Policy Driven Data Center Fabrics

Looking at the history of network control, one can wonder why so much complexity emerged out of so simple concepts. Network management systems have traditionally focused on control of features, without thinking of networks as systems. Any network control scheme, at the heart, aims to solve two things: control of endpoint behaviors, where regulations are imposed on what sets of endpoints can communicate or not, also known as access control, and path optimization problems instrumented through management of numerous network control plane protocols. Unfortunately, this natural separation has rarely been honored, resulting in the control models that are both difficult to consume and operationally fragile.

IT does not exist for the benefit of itself. The purpose of any IT organization is to run business applications. The application owner, architect, and developer all have intimate understanding of their applications. They have a complete picture of the application’s infrastructure requirements and full understanding of other application components necessary for communication. However, once it comes to deployment, all this knowledge, the original intent, is forever los t in the implementation detail of the translation between the application requirements and the actual configuration of the infrastructure. The unfortunate consequence of this is that there’s no easy way to map resources and configurations back to the application. Now, what if we need to expand the app, add more components, or simply retire it from the data center? What happens to the residual configuration?
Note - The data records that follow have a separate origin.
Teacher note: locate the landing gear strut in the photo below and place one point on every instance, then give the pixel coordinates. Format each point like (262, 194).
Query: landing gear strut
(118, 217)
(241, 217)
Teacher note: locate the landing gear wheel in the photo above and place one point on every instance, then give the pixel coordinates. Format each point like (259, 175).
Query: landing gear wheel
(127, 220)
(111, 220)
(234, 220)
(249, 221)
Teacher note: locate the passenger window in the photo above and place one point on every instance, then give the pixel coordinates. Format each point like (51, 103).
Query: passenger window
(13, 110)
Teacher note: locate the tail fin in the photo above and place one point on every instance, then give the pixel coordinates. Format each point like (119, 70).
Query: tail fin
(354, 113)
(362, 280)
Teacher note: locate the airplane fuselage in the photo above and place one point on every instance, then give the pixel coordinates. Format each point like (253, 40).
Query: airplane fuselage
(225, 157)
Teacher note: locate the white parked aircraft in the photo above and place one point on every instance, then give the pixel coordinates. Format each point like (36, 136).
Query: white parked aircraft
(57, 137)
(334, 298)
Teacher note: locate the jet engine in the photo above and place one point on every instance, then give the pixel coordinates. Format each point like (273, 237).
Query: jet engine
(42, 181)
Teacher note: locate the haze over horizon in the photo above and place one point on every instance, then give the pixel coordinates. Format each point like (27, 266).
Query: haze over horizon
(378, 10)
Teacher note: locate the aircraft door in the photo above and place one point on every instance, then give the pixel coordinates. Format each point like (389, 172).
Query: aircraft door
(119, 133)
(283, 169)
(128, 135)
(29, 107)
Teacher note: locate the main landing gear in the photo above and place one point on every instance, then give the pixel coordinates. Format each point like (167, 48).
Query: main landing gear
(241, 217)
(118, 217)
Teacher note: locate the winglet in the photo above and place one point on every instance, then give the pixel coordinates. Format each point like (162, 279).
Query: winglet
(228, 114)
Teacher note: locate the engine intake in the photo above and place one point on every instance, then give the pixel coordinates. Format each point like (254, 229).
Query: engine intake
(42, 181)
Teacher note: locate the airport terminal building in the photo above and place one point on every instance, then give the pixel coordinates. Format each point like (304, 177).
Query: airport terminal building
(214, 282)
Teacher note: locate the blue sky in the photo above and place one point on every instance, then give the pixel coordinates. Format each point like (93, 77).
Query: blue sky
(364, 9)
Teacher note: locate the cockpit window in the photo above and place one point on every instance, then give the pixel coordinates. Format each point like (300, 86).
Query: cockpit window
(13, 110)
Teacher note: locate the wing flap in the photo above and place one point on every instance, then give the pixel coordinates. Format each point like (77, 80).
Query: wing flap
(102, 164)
Using the policy driven data center approach, networking professionals can accelerate and simplify changes to the data center, construction of cloud infrastructure, and delivery of new applications. As you improve data center flexibility, agility, and portability, you can deliver far more business value, far more rapidly. The cloud model of consumption of IT services, and in particular for IaaS, is based on the concept that the user relies on a self-service portal to provide services from a catalog and the provisioning workflow is completely automated. This ensures that the user of the service doesn’t need to wait for IT personnel to allocate VLANs, stitch load balancers or firewalls, and so on. The key benefit is that the fulfillment of the user’s request is quasi-instantaneous.